La Corte d’Appello di Catanzaro, presieduta dal presidente Antonio Giglio, ha infatti assolto 26 imputati riformando inoltre diverse sentenze di condanna comminate in primo grado dal Tribunale di Crotone, che nel 2021 aveva pronunciato 54 condanne e 24 assoluzioni. Ora la Corte d’Appello ha risicato ulteriormente la tenuta del quadro probatorio, confermandolo solo per quelli considerati organici alla cosca mafiosa dei Farao-Marincola ed escludendo praticamente del tutto un coinvolgimento della politica.

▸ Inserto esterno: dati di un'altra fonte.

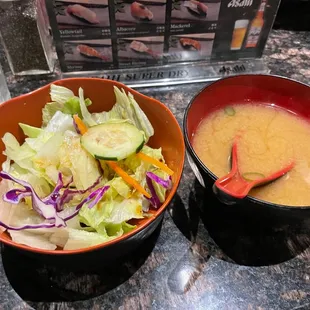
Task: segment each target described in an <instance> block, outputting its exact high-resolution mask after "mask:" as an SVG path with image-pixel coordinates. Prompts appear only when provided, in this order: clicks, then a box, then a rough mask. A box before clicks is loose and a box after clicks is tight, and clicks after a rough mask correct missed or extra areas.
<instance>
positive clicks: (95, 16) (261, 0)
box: [45, 0, 280, 72]
mask: <svg viewBox="0 0 310 310" xmlns="http://www.w3.org/2000/svg"><path fill="white" fill-rule="evenodd" d="M45 4H46V9H47V13H48V16H49V20H50V25H51V28H52V34H53V38H54V42H55V45H56V51H57V54H58V59H59V62H60V66H61V70H62V71H63V72H75V71H95V70H96V71H98V70H113V69H122V68H141V67H152V66H163V65H167V64H178V63H188V62H199V61H204V62H206V61H210V62H213V61H234V60H240V59H253V58H259V57H261V55H262V53H263V50H264V47H265V44H266V41H267V38H268V34H269V32H270V30H271V27H272V25H273V22H274V19H275V16H276V13H277V10H278V6H279V4H280V0H273V1H271V0H269V1H268V0H229V1H228V0H222V1H221V0H201V1H197V0H139V1H134V0H77V1H72V0H56V1H55V0H54V1H51V0H46V1H45Z"/></svg>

All’alba del 9 gennaio 2018, mille carabinieri svegliarono la provincia di Crotone per mettere le manette ai polsi di 169 persone, tra i quali dieci amministratori pubblici, come il presidente della provincia di Crotone, nonché sindaco di Cirò Marina, Nicodemo Parrilla, eletto, secondo l’accusa, coi voti delle cosche, per le quali si sarebbe messo a disposizione. Parrilla, eletto l’anno precedente con il 62,2 per cento di voti, era prima finito in carcere e un mese dopo spedito ai domiciliari dal Riesame, che ritenne non sussistenti i gravi indizi di colpevolezza per l’accusa di associazione mafiosa.

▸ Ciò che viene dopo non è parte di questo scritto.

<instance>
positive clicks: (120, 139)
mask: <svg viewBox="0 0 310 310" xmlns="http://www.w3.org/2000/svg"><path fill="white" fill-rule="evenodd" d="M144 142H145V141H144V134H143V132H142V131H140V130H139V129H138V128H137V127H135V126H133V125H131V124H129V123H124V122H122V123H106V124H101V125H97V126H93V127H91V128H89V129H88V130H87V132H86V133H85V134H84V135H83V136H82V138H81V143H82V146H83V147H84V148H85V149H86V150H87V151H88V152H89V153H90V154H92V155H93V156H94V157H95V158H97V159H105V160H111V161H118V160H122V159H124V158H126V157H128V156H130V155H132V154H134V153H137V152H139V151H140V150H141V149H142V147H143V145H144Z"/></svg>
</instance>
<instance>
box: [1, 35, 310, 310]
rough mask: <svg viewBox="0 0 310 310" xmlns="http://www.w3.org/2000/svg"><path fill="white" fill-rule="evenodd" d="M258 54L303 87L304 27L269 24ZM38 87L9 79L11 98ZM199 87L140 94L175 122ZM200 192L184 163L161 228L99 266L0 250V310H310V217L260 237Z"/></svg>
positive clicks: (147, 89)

Parrilla, che è anche sindaco di Cirò Marina, avrebbe conquistato la Provincia facendosi aiutare dagli scagnozzi del clan, capaci di convincere i consiglieri delegati del Comune di Casabona (Kr) a votare per lui. In primo grado era stato condannato a 13 anni, ma ieri la Corte d’Appello lo ha assolto. Ma assieme a lui furono decine gli imprenditori arrestati e portati in carcere, con sequestri di beni e di decine di aziende per 50 milioni di euro. Un’indagine, dunque, che sanciva l’incapacità del territorio di avviare forme di economia legale.

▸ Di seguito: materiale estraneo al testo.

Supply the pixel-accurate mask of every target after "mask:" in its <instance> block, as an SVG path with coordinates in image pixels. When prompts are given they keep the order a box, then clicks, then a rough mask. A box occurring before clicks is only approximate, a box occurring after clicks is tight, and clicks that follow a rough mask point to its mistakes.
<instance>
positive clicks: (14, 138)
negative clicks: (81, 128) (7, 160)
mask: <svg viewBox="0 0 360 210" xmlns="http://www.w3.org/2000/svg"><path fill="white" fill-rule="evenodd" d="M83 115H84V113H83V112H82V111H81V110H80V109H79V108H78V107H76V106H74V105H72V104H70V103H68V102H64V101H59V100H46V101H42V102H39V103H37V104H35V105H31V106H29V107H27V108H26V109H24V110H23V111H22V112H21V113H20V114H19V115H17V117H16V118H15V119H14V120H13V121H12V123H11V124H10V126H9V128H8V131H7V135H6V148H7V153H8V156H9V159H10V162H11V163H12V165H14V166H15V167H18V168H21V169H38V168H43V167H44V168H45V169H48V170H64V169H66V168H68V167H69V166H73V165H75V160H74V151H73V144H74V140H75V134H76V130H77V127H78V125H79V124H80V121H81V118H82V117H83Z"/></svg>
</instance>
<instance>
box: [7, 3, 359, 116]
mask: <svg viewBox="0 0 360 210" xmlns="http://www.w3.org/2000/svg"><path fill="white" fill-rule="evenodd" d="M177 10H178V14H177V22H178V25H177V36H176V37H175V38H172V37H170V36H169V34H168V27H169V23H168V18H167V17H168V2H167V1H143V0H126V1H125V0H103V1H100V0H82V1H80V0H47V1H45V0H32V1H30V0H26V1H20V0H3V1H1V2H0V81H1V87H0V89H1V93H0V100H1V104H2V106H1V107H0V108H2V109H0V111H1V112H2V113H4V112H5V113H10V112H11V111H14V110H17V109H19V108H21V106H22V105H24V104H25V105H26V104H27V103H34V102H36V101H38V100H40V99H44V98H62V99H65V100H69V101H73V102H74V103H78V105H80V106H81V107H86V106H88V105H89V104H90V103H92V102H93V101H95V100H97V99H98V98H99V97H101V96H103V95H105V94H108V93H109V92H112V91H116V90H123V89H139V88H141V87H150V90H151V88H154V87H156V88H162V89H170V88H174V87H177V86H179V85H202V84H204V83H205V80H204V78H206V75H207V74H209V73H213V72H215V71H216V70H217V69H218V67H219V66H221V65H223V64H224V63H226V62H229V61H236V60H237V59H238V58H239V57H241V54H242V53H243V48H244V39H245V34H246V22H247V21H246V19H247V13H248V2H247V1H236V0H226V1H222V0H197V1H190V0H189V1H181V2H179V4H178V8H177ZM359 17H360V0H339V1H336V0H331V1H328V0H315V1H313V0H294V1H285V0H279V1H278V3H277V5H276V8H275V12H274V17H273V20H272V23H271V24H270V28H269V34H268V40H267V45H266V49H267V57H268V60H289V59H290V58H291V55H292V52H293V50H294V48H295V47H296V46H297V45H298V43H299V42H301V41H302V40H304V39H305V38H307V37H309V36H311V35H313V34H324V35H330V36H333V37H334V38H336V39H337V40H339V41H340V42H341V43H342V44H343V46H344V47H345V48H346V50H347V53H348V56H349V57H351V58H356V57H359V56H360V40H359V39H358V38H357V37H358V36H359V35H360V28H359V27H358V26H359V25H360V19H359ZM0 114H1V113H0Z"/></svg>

«Le cosche - aveva spiegato Gratteri - controllavano il respiro, il battito cardiaco di tutte le attività commerciali». Un’intera squadra politica, secondo la Dda, si piegava ai voleri della cosca in cambio di voti, mettendo l’attività istituzionale a disposizione del clan. Come il sindaco di Strongoli, Michele Laurenzano, non intraneo alla cosca, secondo le accuse, ma capace di fornire «un concreto, specifico, consapevole e volontario contributo ai componenti dell’associazione». In primo grado fu condannato a 8 anni, oggi ne è uscito pulito.
L’indagine era già stata messa a dura prova dopo gli arresti, quando Riesame prima e Cassazione poi hanno smontato le esigenze cautelari ritenendo inutilmente oneroso il carcere per molti degli indagati, in particolar modo politici ed imprenditori, punto di contatto, secondo l’accusa, tra le cosche del crotonese e la società civile. L’operazione “Stige” - «da portare nelle scuole di magistratura per spiegare come si fa un’indagine per 416 bis», aveva sottolineato Gratteri - servì infatti a spiegare una tesi ribadita poi successivamente in altre operazioni della Dda: l’economia, nel crotonese, è tutt’altro che libera e in mano, per buona parte, ai clan. Una tesi raccontata associando la Calabria all’inferno, quello rappresentato da uno dei cinque fiumi degli inferi, un «baratro» dove, oltre tutto, «è a rischio la libertà di voto», aveva assicurato l’allora aggiunto Vincenzo Luberto.